Mellila, enclave espagnole au Maroc
Mellila, enclave espagnole au Maroc

I - LES ETATS ONT ABANDONNE LEURS FRONTIERES ET LA MAÎTRISE DE LEURS POLITIQUES D'IMMIGRATION


Les compétences relatives à la maîtrise du territoire et des flux migratoires relèvent par définition des pouvoirs de police au sens le plus large, dans lesquels on reconnaît la manifestation de la puissance publique sur un territoire et une population (les trois éléments constitutifs de l'Etat). Or, dans l'espace Schengen-Amsterdam où les contrôles fixes sont supprimés (1), ces compétences (politique des contrôles aux frontières, de l'asile, des visas et tout ce qui touche à la libre circulation des personnes) ne relèvent plus depuis le 1er janvier 2005, de la pleine souveraineté des Etats-nations (2). Alors que l'article III-267 de la Constitution européenne prévoit d'achever et consacrer ces transferts de compétence (3), les Conseils de Tampere et de La Haye s'essayent à un programme ambitieux (4).

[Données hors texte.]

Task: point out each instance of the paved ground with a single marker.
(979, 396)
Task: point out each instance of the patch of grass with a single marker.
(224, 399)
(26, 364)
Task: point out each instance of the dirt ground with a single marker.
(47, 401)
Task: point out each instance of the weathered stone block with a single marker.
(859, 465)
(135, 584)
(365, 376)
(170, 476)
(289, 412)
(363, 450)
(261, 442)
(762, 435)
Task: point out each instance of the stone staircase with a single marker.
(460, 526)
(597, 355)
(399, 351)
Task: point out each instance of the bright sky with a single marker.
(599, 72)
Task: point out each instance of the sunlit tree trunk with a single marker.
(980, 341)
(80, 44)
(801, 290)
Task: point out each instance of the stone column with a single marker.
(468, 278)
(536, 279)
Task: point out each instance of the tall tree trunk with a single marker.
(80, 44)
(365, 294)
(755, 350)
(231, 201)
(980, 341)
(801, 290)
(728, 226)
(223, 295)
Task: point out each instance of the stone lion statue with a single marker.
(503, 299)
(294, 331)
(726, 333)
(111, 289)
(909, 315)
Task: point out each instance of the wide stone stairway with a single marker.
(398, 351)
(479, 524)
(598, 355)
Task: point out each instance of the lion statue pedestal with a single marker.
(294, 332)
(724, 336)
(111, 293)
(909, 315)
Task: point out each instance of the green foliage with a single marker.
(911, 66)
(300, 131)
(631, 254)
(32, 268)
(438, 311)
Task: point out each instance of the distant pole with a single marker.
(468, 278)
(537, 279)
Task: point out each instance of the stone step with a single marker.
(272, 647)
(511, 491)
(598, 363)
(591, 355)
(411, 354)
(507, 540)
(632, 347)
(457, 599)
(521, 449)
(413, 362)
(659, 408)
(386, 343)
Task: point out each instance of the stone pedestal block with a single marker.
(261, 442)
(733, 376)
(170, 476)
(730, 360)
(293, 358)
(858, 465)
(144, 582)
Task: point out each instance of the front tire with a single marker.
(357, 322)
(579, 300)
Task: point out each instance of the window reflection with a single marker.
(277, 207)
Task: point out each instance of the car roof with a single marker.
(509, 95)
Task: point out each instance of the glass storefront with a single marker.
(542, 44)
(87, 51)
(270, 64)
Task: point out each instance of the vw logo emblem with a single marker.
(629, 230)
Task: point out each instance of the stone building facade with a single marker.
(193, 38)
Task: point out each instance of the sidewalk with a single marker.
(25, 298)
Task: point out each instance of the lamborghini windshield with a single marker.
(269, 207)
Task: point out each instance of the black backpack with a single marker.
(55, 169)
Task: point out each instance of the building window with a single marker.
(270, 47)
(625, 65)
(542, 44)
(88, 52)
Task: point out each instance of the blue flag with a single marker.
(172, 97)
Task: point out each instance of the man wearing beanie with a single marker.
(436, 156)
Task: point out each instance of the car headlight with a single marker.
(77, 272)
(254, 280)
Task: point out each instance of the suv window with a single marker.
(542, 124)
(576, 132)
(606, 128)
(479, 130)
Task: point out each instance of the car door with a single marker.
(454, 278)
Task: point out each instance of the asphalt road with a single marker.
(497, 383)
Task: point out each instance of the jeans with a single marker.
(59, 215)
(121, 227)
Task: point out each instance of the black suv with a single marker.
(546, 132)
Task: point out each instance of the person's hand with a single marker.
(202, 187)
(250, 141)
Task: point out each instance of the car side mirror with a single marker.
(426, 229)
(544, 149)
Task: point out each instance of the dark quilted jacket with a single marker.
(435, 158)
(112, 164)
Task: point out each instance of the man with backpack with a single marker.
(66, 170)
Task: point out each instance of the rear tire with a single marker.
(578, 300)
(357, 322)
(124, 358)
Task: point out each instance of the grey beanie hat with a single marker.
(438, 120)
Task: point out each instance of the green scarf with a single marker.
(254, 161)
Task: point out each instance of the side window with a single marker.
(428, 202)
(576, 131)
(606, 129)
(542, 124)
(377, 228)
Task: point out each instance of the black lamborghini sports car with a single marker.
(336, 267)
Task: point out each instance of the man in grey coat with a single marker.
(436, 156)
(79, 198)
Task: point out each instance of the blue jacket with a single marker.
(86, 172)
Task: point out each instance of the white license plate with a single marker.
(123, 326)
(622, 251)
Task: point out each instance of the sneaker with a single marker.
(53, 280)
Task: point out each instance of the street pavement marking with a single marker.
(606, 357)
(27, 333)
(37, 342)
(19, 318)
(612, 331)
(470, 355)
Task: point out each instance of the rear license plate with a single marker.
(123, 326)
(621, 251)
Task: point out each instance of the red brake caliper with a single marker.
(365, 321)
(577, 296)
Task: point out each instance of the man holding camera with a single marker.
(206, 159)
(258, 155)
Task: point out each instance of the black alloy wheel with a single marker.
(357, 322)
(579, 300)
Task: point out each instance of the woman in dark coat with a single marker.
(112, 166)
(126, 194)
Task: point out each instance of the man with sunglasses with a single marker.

1) Les accords de Schengen ont supprimé les contrôles fixes aux frontières intérieures

A - Participants

-Signés le 14 juin 1985 entre cinq pays (France, Allemagne, Belgique, Luxembourg, Pays-Bas), ils ont été étendus à treize Etats membres de l'UE, à l'exception du Royaume-Uni et de l'Irlande. Le Danemark bénéficie d'une dérogation en y participant sans accepter la communautarisation de "l'acquis Schengen". (T. d'Amsterdam)

-La Norvège et l'Islande (membres de l'Union nordique des passeports) y participent aussi et la Suisse vient de voter "oui" à son adhésion.

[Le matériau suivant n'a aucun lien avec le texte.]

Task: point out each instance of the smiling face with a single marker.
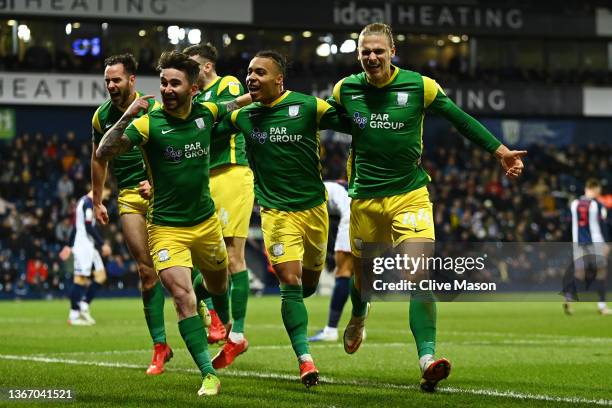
(375, 53)
(175, 89)
(119, 84)
(264, 80)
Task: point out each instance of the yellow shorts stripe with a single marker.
(391, 219)
(201, 245)
(296, 235)
(231, 188)
(130, 202)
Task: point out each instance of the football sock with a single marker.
(600, 285)
(295, 317)
(423, 322)
(360, 307)
(308, 291)
(338, 300)
(193, 333)
(240, 297)
(91, 291)
(153, 301)
(76, 294)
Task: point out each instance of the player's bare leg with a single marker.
(177, 280)
(295, 315)
(423, 317)
(343, 273)
(135, 234)
(236, 341)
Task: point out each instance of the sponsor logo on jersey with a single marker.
(294, 110)
(193, 150)
(259, 135)
(361, 121)
(163, 255)
(381, 121)
(402, 98)
(278, 249)
(173, 154)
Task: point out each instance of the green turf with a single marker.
(529, 349)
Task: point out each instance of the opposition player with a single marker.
(387, 181)
(589, 234)
(128, 169)
(281, 132)
(338, 203)
(183, 227)
(86, 243)
(231, 187)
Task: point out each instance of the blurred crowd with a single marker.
(43, 176)
(39, 59)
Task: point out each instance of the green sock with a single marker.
(295, 317)
(240, 297)
(423, 322)
(360, 307)
(193, 333)
(153, 301)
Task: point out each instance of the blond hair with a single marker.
(378, 29)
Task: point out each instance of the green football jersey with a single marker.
(127, 168)
(225, 150)
(177, 155)
(387, 130)
(282, 141)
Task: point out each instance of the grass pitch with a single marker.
(503, 354)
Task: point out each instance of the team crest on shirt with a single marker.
(258, 135)
(278, 249)
(163, 255)
(294, 110)
(402, 98)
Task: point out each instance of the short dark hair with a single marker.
(127, 60)
(275, 56)
(207, 51)
(592, 183)
(180, 61)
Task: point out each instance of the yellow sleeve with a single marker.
(213, 108)
(336, 92)
(234, 117)
(231, 83)
(430, 91)
(95, 122)
(142, 125)
(322, 107)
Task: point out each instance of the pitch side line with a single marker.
(326, 380)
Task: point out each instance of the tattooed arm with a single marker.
(115, 141)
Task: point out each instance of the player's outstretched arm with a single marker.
(510, 160)
(115, 141)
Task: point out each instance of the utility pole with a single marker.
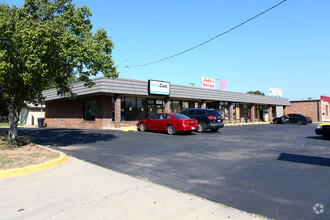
(126, 69)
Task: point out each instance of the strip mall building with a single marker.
(122, 102)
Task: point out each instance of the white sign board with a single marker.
(275, 92)
(158, 87)
(208, 83)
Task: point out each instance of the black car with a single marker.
(293, 118)
(207, 118)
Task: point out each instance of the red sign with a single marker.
(208, 83)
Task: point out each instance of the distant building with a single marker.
(31, 113)
(123, 102)
(318, 109)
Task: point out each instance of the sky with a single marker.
(287, 48)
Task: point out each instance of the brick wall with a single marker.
(308, 108)
(70, 113)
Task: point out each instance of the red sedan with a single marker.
(171, 123)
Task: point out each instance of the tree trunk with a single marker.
(13, 121)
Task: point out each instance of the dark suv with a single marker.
(207, 118)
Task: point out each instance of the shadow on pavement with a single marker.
(305, 159)
(58, 137)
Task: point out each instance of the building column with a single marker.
(270, 113)
(253, 110)
(231, 113)
(203, 104)
(167, 105)
(117, 111)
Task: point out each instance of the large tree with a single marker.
(46, 43)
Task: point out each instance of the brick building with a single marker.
(318, 109)
(123, 102)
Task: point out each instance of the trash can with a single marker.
(41, 122)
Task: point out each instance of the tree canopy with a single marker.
(257, 92)
(46, 44)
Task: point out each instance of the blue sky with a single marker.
(286, 48)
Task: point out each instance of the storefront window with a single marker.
(90, 107)
(236, 111)
(212, 105)
(175, 106)
(141, 109)
(185, 105)
(128, 109)
(224, 110)
(159, 106)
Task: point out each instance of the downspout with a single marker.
(318, 111)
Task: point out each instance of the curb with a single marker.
(130, 129)
(18, 171)
(254, 123)
(238, 124)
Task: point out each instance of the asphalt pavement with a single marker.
(81, 190)
(276, 171)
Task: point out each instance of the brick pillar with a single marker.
(242, 113)
(117, 111)
(270, 113)
(167, 105)
(231, 113)
(203, 104)
(253, 110)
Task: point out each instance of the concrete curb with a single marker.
(130, 129)
(254, 123)
(18, 171)
(237, 124)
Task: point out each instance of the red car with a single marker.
(171, 123)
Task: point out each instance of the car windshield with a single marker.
(179, 116)
(215, 113)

-Les dix nouveaux pays ayant adhéré à l'UE le 1er mai 2004 se sont engagés à reprendre l'intégralité de l'"acquis de Schengen", intégré à l'"acquis de l'Union européenne" depuis le traité d'Amsterdam. Toutefois, pour le moment, les contrôles aux frontières intérieures avec ces pays ne sont pas levés et il faudra un vote à l'unanimité.

B - Contenu

-Conclus en marge des Traités, ces accords matérialisent le principe de libre circulation des personnes et des marchandises (Traité de Rome) par la suppression des contrôles physiques aux frontières intérieures.

-Parallèlement, ils prévoient un renforcement de la coopération en matière de circulation des personnes (visas, asile, immigration) ainsi qu'en matière policière et judiciaire, notamment le "Système d'Information Schengen" et le fichier "Eurodac" des demandeurs d'asile.

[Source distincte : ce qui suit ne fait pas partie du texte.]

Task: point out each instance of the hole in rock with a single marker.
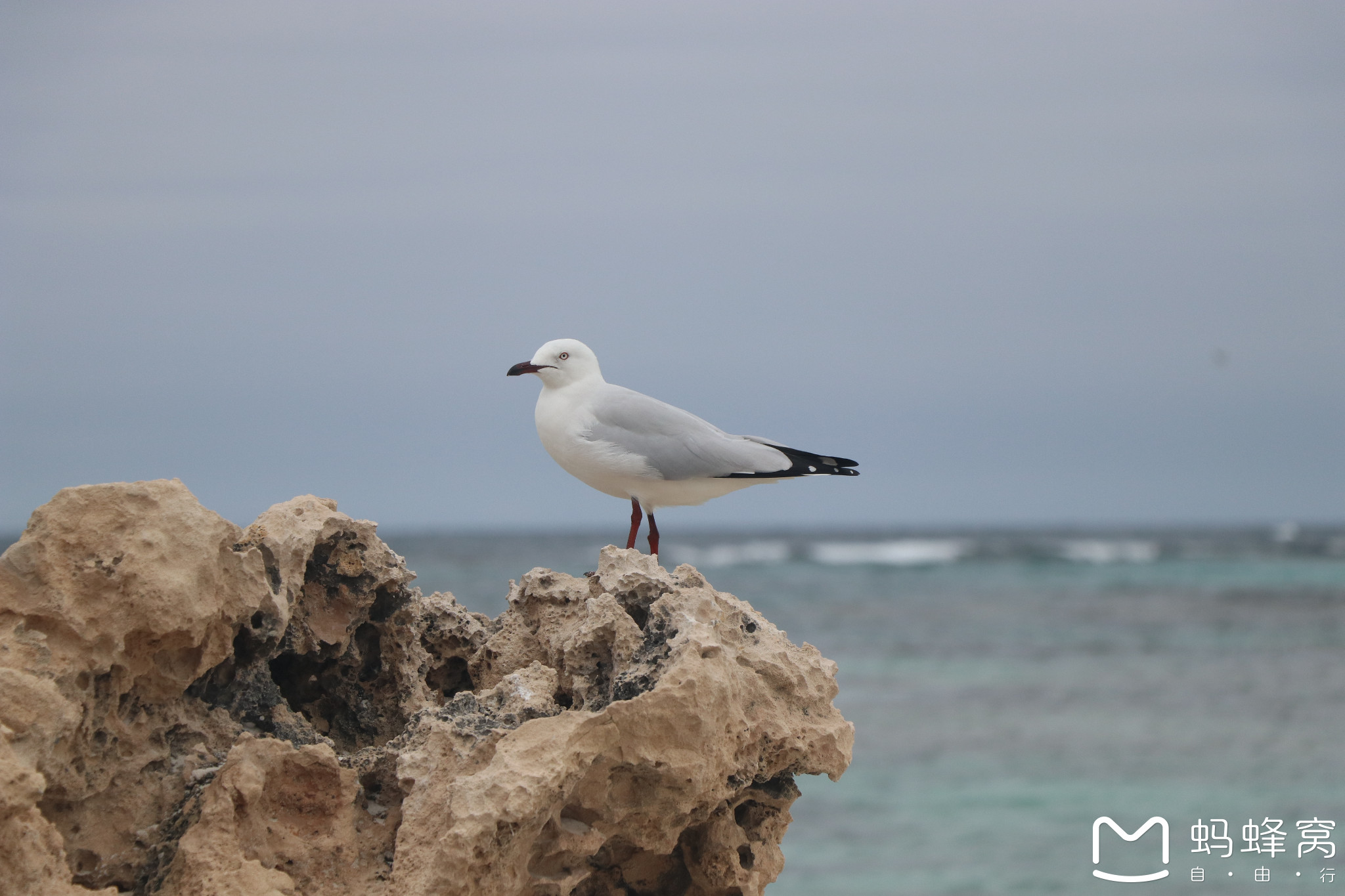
(743, 815)
(370, 651)
(385, 605)
(638, 613)
(450, 677)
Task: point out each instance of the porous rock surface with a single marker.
(195, 710)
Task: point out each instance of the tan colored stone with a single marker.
(197, 710)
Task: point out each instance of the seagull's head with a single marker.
(560, 363)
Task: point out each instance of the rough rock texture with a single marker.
(191, 708)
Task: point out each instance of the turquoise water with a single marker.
(1005, 700)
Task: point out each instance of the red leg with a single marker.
(635, 523)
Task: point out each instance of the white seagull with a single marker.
(634, 446)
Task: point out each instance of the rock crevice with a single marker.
(187, 707)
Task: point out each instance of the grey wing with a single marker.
(677, 444)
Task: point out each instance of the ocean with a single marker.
(1012, 688)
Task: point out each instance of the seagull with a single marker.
(634, 446)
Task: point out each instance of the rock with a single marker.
(191, 708)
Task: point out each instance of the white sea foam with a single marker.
(728, 555)
(896, 553)
(1109, 551)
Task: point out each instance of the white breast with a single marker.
(563, 423)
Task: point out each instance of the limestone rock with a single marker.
(191, 708)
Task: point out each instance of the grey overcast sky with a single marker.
(1028, 263)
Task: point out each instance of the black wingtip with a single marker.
(803, 464)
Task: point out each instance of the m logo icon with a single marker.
(1129, 879)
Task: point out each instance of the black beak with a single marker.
(526, 367)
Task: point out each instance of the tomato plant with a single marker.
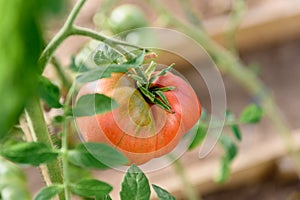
(128, 112)
(154, 112)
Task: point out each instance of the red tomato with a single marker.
(139, 129)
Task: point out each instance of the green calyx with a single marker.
(144, 79)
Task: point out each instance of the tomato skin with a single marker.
(138, 129)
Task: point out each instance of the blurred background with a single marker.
(268, 41)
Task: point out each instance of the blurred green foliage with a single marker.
(21, 44)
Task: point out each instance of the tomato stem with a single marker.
(39, 132)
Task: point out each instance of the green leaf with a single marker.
(92, 104)
(251, 114)
(49, 192)
(21, 44)
(224, 172)
(162, 194)
(77, 68)
(33, 153)
(161, 73)
(106, 55)
(229, 147)
(96, 155)
(236, 131)
(91, 188)
(49, 92)
(12, 181)
(137, 60)
(151, 68)
(77, 173)
(103, 72)
(103, 197)
(233, 126)
(135, 185)
(199, 137)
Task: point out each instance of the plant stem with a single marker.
(235, 18)
(228, 63)
(191, 194)
(64, 144)
(77, 30)
(39, 132)
(69, 29)
(62, 34)
(65, 80)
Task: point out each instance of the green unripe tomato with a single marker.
(125, 18)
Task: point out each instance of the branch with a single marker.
(229, 63)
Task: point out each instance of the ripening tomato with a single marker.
(138, 128)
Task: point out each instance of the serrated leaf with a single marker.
(228, 146)
(49, 92)
(96, 155)
(49, 192)
(199, 137)
(251, 114)
(33, 153)
(91, 188)
(162, 194)
(92, 104)
(103, 72)
(224, 172)
(135, 185)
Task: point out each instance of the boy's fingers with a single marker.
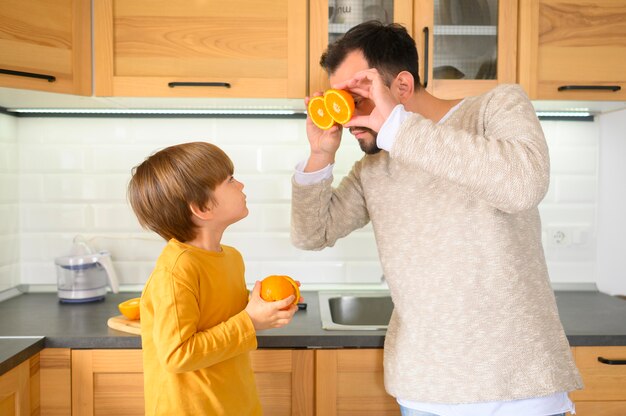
(282, 304)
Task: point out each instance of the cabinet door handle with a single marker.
(426, 32)
(613, 88)
(611, 362)
(48, 78)
(199, 84)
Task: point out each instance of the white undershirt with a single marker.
(540, 406)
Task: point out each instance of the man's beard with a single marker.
(368, 146)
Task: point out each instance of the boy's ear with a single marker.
(203, 213)
(404, 85)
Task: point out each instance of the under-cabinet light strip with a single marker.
(153, 111)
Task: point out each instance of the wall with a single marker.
(74, 172)
(612, 204)
(9, 197)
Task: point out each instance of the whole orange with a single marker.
(279, 287)
(130, 308)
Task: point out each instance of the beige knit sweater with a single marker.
(454, 211)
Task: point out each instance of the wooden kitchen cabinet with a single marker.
(604, 393)
(573, 49)
(46, 45)
(350, 382)
(110, 382)
(19, 389)
(212, 48)
(465, 48)
(55, 382)
(322, 29)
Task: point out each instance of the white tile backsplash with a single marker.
(9, 203)
(65, 176)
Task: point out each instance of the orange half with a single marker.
(339, 104)
(279, 287)
(130, 308)
(318, 113)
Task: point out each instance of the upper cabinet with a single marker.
(465, 47)
(209, 48)
(46, 45)
(573, 49)
(329, 19)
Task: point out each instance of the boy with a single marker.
(197, 325)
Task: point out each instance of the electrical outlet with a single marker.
(567, 235)
(559, 238)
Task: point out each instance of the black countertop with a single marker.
(589, 319)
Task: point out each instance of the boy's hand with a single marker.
(265, 315)
(323, 143)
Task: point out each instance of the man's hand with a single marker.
(323, 143)
(370, 84)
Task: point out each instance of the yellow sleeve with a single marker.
(180, 346)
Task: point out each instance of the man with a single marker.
(451, 188)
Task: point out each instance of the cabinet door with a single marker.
(15, 394)
(212, 48)
(350, 383)
(466, 47)
(284, 380)
(55, 386)
(46, 45)
(107, 382)
(330, 19)
(573, 49)
(603, 370)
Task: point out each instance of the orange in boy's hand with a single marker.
(339, 104)
(277, 287)
(130, 308)
(319, 114)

2) Le Traité d'Amsterdam a communautarisé l'essentiel de la politique d'asile et d'immigration

Il comprend un Titre IV portant sur "les visas, l'asile, l'immigration et autres politiques liées à la liberté de circulation", dont l'objectif est d'établit un droit européen de l'asile et de l'immigration sur tout le territoire de l'Union.

A - Contenu : toute la législation de l'asile, des visas et de l'immigration

-Les compétences reconnues à la Communauté pour légiférer dans ces matières sont énumérées par l'article 63 § 3 et 4 :
o les conditions d'entrée et de séjour ;
o l'immigration clandestine et le séjour irrégulier, y compris le rapatriement des personnes en séjour irrégulier ;
o les droits des ressortissants des pays tiers en situation régulière dans un Etat membre, de séjourner dans les autres Etats membres et les conditions dans lesquelles ils peuvent le faire ;

- Le Titre IV instaure aussi une procédure de "recours en manquement" devant la CJCE contre un Etat qui se déroberait à ses devoirs communautaires.

- L'"acquis de Schengen" est intégré à l'UE.

 - La législation européenne adoptée en la matière n'empêche pas un Etat de maintenir ou d'introduire des dispositions nationales compatibles avec le Traité.

B - Procédure de décision : la majorité qualifiée

 - Le traité d'Amsterdam complété par le traité de Nice (déc 2001) prévoit que les Etats membres renoncent progressivement à leur droit de veto depuis le 1er mai 2004. En réalité jusqu'au 1er janvier 2005, la plupart des mesures relatives à l'immigration, l'asile, le contrôle aux frontières étaient soumises à la règle de l'unanimité. Seule une partie de la politique des visas relevait du vote à la majorité qualifiée au Conseil en codécision avec le Parlement.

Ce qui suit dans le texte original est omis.